Question

A solenoid of 2.5 m length and 2.0 cm diameter possesses 10 turns per cm. A current of 0.5 A is flowing through it. The magnetic induction at axis inside the solenoid is:

• A. $2π×10^-4T$
• B. $2π×10^-5T$
• C. $2π×10^-6T$
• D. $2π×10^-7T$

Hint:

Magnetic field inside a long solenoid: $B = \mu₀ n I$.

Answer 1

The Correct Option is A

To determine the magnetic induction at the axis inside the solenoid, we will use the formula for the magnetic field inside a long solenoid. The formula is given by:

\(B = \mu_0 n I\)

Where:

• \(B\) is the magnetic field.
• \(\mu_0\) is the permeability of free space, which is \(4\pi \times 10^{-7} \, T \, m/A\).
• \(n\) is the number of turns per unit length (turns per meter).
• \(I\) is the current through the solenoid.

Let's calculate step-by-step:

1. Convert the number of turns per cm to turns per meter. Since the solenoid has 10 turns per cm, in terms of meters, it will be:

\(n = 10 \, \text{turns/cm} = 1000 \, \text{turns/m}\)

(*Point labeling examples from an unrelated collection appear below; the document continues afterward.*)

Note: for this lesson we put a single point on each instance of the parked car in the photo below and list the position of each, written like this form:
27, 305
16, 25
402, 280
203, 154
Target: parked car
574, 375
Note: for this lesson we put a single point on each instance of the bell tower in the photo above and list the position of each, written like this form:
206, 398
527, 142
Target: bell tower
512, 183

1. Substitute the known values into the formula:

\(B = \mu_0 n I = (4\pi \times 10^{-7} \, T \, m/A) \times (1000 \, \text{turns/m}) \times (0.5 \, A)\)

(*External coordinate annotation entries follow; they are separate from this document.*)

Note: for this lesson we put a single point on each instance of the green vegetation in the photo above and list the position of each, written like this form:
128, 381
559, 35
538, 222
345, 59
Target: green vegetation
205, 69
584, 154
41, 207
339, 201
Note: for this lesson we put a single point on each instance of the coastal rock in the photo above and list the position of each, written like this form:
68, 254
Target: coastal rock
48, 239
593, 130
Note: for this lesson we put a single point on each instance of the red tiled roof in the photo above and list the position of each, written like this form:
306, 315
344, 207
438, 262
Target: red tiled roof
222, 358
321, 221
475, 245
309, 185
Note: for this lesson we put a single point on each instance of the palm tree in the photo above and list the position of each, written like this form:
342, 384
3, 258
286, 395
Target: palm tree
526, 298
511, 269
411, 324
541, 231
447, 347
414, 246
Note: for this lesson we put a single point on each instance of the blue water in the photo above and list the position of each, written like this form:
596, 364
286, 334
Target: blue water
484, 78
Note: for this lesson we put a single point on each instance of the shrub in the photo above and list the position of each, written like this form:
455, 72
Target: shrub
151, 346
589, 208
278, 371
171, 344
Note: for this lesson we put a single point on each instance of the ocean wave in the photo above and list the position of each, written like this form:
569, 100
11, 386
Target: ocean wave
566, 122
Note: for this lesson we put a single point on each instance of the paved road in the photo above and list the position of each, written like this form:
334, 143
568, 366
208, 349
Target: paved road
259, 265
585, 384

1. Calculate the magnetic field:

\(B = 2 \pi \times 10^{-4} \, T\)

The magnetic induction at the axis inside the solenoid is therefore \(2\pi \times 10^{-4} \, T\).

Thus, the correct answer is \(2\pi \times 10^{-4} \, T\), which confirms that the selection of the correct option is accurate.